Why Now Might Be the Best Time in 15 Years to Buy a Commercial Truck

Written by Phil Aitken | Nov 11, 2025 2:19:39 PM

After more than forty years in the truck business, you start to see the patterns. Prices rise, demand spikes, everyone scrambles — and then the music stops. It’s a cycle as old as the industry itself. And right now, at the end of 2025, we’re standing in a moment that feels a lot like 2008 all over again.

 

Back then, the market hit the brakes hard. Orders dried up. Manufacturers started laying off staff. Dealers were begging for business. The Canadian dollar was par with the U.S., so we were importing trucks at full cost and margins were razor thin. It was one of the toughest stretches we’d ever seen. But here’s the thing — that downturn created opportunities most people didn’t notice until it was too late.

We told our customers then: "Don’t just buy for this year — think ahead". Some listened, some didn’t. The ones who did were thanking us by 2011. Prices were back up, factories were full again, and anyone who had stocked up early was sitting pretty.

Fast forward to today, and the déjà vu is real. Demand has fallen off a cliff. Manufacturers are desperate to keep production lines running, and all of a sudden, discounts that “didn’t exist” eighteen months ago are everywhere.
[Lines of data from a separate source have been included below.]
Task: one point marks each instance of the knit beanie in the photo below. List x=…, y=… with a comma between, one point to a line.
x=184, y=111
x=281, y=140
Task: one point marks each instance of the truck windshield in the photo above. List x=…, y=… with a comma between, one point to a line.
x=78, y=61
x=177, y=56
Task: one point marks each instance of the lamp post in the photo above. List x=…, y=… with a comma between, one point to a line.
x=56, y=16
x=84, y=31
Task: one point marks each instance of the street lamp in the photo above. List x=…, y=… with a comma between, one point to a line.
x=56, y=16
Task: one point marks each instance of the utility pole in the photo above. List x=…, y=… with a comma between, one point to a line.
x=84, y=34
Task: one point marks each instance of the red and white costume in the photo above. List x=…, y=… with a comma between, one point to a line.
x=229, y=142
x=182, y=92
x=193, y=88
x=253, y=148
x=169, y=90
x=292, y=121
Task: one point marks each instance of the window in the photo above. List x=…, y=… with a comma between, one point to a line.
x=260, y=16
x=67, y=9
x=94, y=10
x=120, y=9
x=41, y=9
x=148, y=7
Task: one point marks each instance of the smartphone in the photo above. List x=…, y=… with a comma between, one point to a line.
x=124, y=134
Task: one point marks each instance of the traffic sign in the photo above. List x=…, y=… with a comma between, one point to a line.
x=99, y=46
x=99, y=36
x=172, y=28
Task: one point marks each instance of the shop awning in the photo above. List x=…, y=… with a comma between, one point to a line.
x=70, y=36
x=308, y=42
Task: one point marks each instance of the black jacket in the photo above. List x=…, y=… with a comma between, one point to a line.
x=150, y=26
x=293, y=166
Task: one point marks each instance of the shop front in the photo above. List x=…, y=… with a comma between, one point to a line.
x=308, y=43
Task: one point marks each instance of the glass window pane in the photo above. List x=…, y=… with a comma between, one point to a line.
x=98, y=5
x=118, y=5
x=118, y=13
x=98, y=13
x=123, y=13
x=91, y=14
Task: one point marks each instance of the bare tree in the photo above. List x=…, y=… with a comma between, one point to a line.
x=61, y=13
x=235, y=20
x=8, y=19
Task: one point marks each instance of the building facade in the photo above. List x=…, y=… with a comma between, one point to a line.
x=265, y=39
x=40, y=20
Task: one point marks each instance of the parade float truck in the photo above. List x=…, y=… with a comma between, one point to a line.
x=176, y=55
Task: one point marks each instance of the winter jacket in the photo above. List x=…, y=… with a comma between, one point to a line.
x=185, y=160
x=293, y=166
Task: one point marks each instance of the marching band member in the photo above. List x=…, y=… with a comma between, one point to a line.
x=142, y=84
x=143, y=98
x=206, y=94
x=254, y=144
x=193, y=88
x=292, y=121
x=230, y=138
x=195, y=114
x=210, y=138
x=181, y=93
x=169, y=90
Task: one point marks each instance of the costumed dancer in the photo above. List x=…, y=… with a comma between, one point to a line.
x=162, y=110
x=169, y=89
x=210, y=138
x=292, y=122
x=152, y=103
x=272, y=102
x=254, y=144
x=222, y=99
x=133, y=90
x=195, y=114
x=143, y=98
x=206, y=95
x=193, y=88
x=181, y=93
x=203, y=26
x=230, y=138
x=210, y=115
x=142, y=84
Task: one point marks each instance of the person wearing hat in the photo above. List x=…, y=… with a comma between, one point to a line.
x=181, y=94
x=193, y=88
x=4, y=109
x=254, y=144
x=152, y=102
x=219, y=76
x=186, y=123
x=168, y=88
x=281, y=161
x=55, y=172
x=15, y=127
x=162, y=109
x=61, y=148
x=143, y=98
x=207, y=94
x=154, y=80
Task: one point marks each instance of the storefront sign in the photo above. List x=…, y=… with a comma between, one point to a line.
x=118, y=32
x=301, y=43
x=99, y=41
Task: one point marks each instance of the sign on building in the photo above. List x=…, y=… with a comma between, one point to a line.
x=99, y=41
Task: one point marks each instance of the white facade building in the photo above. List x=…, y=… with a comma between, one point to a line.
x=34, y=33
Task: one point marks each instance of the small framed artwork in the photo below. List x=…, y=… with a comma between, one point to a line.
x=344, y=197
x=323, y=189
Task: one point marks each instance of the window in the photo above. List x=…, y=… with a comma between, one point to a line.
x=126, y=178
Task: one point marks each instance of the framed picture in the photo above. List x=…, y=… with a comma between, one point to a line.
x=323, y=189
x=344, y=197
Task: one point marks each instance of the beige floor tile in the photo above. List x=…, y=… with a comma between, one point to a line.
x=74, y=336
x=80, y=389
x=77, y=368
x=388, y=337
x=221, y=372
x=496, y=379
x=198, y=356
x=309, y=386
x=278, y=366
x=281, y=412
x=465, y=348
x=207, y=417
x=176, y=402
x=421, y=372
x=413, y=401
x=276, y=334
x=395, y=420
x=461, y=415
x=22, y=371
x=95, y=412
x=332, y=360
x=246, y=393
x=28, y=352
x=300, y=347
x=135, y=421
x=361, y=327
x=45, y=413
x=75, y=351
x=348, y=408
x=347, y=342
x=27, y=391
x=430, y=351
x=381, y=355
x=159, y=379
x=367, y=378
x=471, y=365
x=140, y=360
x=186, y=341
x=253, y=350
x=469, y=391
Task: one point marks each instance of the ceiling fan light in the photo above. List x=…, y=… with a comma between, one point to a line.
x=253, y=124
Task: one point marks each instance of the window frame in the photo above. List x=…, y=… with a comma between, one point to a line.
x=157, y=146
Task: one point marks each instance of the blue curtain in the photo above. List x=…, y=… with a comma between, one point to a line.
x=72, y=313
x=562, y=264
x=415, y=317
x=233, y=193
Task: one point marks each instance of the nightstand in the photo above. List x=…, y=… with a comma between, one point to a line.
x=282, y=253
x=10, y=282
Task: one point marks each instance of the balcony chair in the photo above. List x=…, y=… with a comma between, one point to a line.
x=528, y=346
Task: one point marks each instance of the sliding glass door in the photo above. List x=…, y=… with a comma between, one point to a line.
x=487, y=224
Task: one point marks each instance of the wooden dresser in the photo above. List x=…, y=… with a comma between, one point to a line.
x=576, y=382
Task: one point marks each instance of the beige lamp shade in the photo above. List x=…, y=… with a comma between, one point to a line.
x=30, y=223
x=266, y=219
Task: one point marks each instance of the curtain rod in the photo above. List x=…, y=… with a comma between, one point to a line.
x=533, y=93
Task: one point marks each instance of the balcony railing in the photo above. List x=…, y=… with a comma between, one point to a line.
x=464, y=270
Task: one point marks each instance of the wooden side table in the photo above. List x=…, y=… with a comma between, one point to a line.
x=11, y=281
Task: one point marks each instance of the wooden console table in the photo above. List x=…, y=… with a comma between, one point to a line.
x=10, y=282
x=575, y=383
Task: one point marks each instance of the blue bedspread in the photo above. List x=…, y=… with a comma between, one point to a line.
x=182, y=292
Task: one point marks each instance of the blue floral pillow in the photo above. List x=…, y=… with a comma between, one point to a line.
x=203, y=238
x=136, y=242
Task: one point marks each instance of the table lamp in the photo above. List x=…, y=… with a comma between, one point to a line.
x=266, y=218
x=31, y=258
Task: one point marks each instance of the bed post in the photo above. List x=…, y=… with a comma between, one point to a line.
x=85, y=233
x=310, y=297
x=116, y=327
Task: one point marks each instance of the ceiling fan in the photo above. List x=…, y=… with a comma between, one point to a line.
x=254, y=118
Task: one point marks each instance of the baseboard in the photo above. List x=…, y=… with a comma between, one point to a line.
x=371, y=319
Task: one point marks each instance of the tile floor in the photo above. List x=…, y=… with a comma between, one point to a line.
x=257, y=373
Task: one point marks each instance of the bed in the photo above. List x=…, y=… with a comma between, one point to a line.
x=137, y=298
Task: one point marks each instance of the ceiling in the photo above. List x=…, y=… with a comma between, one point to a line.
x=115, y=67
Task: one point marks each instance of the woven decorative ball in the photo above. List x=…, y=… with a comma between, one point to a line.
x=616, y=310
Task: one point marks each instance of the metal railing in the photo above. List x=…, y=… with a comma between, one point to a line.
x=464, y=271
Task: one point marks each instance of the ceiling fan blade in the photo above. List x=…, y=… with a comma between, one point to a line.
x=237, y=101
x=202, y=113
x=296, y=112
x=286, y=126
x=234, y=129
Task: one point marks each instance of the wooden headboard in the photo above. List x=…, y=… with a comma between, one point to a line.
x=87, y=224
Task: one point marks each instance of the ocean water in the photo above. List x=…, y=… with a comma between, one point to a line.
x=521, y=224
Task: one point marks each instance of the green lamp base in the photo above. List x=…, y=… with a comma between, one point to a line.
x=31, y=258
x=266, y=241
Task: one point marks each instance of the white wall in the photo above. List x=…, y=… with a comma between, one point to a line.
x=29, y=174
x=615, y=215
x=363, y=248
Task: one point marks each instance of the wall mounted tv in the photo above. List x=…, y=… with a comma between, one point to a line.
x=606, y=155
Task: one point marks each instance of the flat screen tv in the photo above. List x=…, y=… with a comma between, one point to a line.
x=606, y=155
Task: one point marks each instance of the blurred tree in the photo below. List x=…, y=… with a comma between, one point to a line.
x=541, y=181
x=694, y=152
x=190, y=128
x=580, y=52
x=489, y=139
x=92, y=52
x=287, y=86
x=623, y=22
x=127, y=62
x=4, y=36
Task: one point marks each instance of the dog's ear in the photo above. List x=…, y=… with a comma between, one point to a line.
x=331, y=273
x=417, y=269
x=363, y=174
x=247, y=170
Body companies are cutting prices to keep their crews working. Peterbilt’s lead times are down to sixty or seventy-five days — that’s unheard of in recent years.

Meanwhile, repair costs are through the roof. Engine diagnostics, electronic systems, and computer calibrations are making every visit to the shop more expensive than the last. Keeping old trucks alive is costing more than ever — and it’s only getting worse.

That’s why this moment feels so familiar. The signs are the same as 2008: low demand, deep discounts, short lead times. It’s the quiet before the next storm — and for the smart operators, it’s the buying window of a decade.

Because when the market rebounds — and it always does — prices will skyrocket again. Dealers will stop negotiating, manufacturers will be backlogged, and everyone will wish they’d made their move when things were quiet.

We’ve been through every high and low this industry can throw at us. And every single time, the people who win are the ones who buy when everyone else is waiting.

If your trucks are aging, or you know replacements are coming soon, now’s the time to act. Don’t repeat 2008 — learn from it. Take advantage of the market before everyone realizes it’s bottomed out.